例えば助けられた鶴が、恩返しのために女性の姿で現れたり、安倍晴明の生誕伝説にあるように、キツネが女性となって子供を残す話などがこれにあたります。
おしらさまの話は中国の古書にも類話があるということで、やはり起源は中国ではないかといわれています。
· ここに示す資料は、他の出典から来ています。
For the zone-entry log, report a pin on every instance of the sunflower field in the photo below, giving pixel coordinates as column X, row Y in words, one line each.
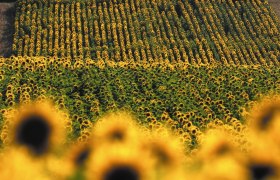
column 141, row 90
column 193, row 31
関東地方の養蚕地には、おしら講と呼ばれる蚕の神を祭る行事があります。
これは、多くは正月に行なわれるのだが、集まるのは女性だけです。
また、おしらさまの祭日である1月、3月、9月の16日に信者が集まって、おしらさまに布を重ねて遊ばせる行事があり、「おしら遊ぴ」というものがありますが、これをひな祭りの起源とする説もあります。